In this sense, Daryl Cronk, Head of Systems and Information for Wealth Management at Wells Fargo, explained that with rising “transportation, logistics, staffing, and core costs putting pressure on profit margins and revenue growth, CEOs and financial advisors could exercise more caution and try to preserve liquidity.” At a time of economic uncertainty.

This Wells Fargo analyst agrees with Morgan Stanley in explaining that buybacks are closely linked to confidence and sentiment from CEOs and companies, “both of which are not in the right direction as the second half of the year approaches,” Kronk explains.

Samir Samana, a global strategist for the same bank, explained that buybacks will actually slow in the second half of the year “with profits slowing (and even contraction)”, and his expectation that they will pause for some sectors such as finance, as happened during the pandemic.

“I’m not saying this is as severe as in the pandemic, but the idea for investors is that share buybacks tend to correlate positively with earnings/cash flow expectations, which will get a bit more complex,” Samana says.

Morgan Stanley analyzes indicate that not only will it be impossible to repeat the growth of 2021, but also in 2022 growth will be negative in the second half compared to the previous year, when these are usually periods when there is a greater impulse than this purchase of proprietary securities before companies.
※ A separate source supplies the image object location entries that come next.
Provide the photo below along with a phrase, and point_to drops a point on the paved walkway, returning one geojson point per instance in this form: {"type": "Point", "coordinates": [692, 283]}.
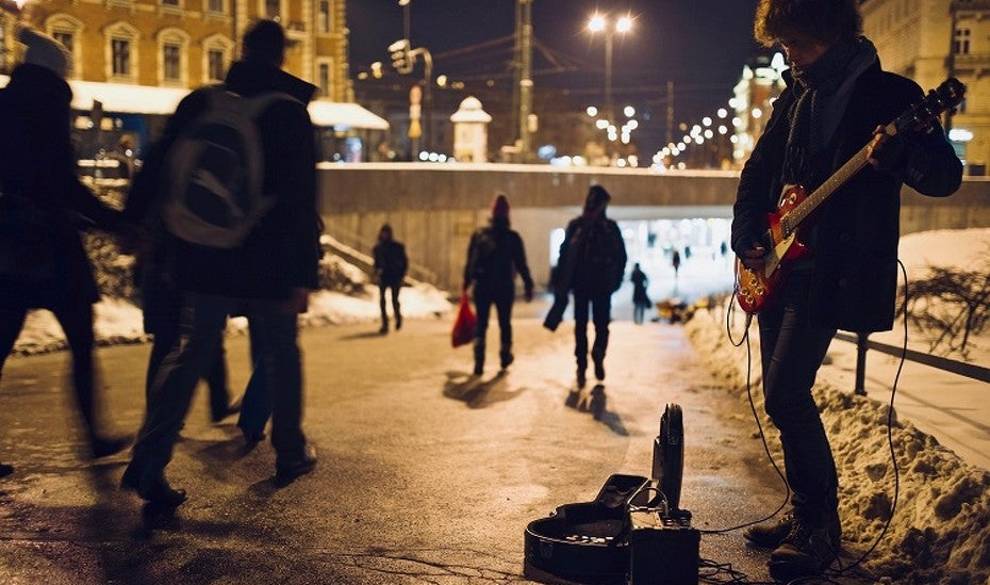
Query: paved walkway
{"type": "Point", "coordinates": [421, 478]}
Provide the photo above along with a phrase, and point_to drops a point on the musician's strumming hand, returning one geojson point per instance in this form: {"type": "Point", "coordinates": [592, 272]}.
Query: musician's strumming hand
{"type": "Point", "coordinates": [754, 258]}
{"type": "Point", "coordinates": [884, 151]}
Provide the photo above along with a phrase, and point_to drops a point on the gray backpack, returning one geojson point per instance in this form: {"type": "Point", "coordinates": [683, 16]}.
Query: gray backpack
{"type": "Point", "coordinates": [214, 172]}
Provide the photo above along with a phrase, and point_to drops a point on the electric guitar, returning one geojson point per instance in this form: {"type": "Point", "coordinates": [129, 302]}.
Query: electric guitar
{"type": "Point", "coordinates": [754, 289]}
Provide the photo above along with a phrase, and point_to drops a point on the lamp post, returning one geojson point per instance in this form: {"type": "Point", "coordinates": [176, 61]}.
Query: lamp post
{"type": "Point", "coordinates": [406, 18]}
{"type": "Point", "coordinates": [600, 23]}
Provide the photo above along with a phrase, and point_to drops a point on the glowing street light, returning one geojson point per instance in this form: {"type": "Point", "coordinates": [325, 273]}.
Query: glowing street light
{"type": "Point", "coordinates": [597, 23]}
{"type": "Point", "coordinates": [624, 24]}
{"type": "Point", "coordinates": [600, 23]}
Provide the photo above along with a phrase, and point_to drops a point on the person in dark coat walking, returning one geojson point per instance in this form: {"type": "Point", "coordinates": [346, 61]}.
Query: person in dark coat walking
{"type": "Point", "coordinates": [391, 264]}
{"type": "Point", "coordinates": [269, 273]}
{"type": "Point", "coordinates": [495, 254]}
{"type": "Point", "coordinates": [640, 299]}
{"type": "Point", "coordinates": [592, 266]}
{"type": "Point", "coordinates": [43, 209]}
{"type": "Point", "coordinates": [837, 100]}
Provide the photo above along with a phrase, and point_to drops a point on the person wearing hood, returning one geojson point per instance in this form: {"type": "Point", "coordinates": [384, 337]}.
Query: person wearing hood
{"type": "Point", "coordinates": [495, 254]}
{"type": "Point", "coordinates": [268, 274]}
{"type": "Point", "coordinates": [43, 210]}
{"type": "Point", "coordinates": [592, 267]}
{"type": "Point", "coordinates": [837, 100]}
{"type": "Point", "coordinates": [390, 270]}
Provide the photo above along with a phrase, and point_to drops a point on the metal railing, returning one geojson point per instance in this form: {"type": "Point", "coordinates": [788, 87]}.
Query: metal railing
{"type": "Point", "coordinates": [864, 343]}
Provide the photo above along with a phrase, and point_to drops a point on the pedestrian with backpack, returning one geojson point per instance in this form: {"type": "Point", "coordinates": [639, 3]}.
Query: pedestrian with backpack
{"type": "Point", "coordinates": [592, 267]}
{"type": "Point", "coordinates": [390, 270]}
{"type": "Point", "coordinates": [495, 255]}
{"type": "Point", "coordinates": [43, 210]}
{"type": "Point", "coordinates": [233, 188]}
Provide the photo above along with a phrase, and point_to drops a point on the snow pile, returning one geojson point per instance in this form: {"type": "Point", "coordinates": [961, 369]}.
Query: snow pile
{"type": "Point", "coordinates": [940, 532]}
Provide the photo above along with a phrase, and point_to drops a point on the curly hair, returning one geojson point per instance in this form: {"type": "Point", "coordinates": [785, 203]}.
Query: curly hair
{"type": "Point", "coordinates": [823, 20]}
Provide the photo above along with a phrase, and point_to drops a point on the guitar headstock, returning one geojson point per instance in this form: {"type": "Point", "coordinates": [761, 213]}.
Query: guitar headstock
{"type": "Point", "coordinates": [946, 96]}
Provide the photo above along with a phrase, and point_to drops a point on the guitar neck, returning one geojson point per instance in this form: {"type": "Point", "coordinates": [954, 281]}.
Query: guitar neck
{"type": "Point", "coordinates": [832, 184]}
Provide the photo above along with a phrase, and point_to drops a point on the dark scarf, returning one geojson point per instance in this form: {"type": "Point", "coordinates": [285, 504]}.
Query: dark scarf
{"type": "Point", "coordinates": [822, 92]}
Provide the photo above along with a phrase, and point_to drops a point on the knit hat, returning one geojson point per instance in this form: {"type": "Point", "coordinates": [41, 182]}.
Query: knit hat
{"type": "Point", "coordinates": [597, 197]}
{"type": "Point", "coordinates": [500, 208]}
{"type": "Point", "coordinates": [44, 51]}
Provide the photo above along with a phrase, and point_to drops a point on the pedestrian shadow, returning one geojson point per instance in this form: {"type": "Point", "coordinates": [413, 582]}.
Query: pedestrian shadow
{"type": "Point", "coordinates": [476, 393]}
{"type": "Point", "coordinates": [361, 335]}
{"type": "Point", "coordinates": [595, 401]}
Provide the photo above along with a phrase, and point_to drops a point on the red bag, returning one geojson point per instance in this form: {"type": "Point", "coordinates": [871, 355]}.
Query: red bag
{"type": "Point", "coordinates": [465, 324]}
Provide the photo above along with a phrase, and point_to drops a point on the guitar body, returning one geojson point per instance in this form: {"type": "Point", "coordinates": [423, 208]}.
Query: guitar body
{"type": "Point", "coordinates": [755, 289]}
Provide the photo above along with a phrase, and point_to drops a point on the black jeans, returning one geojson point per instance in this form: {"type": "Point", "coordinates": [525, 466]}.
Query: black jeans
{"type": "Point", "coordinates": [601, 314]}
{"type": "Point", "coordinates": [396, 309]}
{"type": "Point", "coordinates": [76, 319]}
{"type": "Point", "coordinates": [483, 306]}
{"type": "Point", "coordinates": [792, 351]}
{"type": "Point", "coordinates": [215, 376]}
{"type": "Point", "coordinates": [203, 319]}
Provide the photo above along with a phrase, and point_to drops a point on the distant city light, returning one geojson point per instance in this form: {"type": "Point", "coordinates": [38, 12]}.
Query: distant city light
{"type": "Point", "coordinates": [597, 23]}
{"type": "Point", "coordinates": [960, 135]}
{"type": "Point", "coordinates": [624, 24]}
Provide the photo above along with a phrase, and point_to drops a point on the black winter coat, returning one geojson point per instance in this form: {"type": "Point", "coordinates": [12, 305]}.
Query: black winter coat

This pattern of strong buying is usually broken in the second half of the year when the market is bearish, although in this market environment more is bought with less money.

Investors are currently being cautious, and given the choice of bonus, they prefer a bonus that can be put into their pockets.

The S&P 500 repo index, which usually does better than the general index, is down 17.29% so far this year compared to 22% for the S&P 500, while the S&P 500’s high-earnings index is down 4.3% in the period.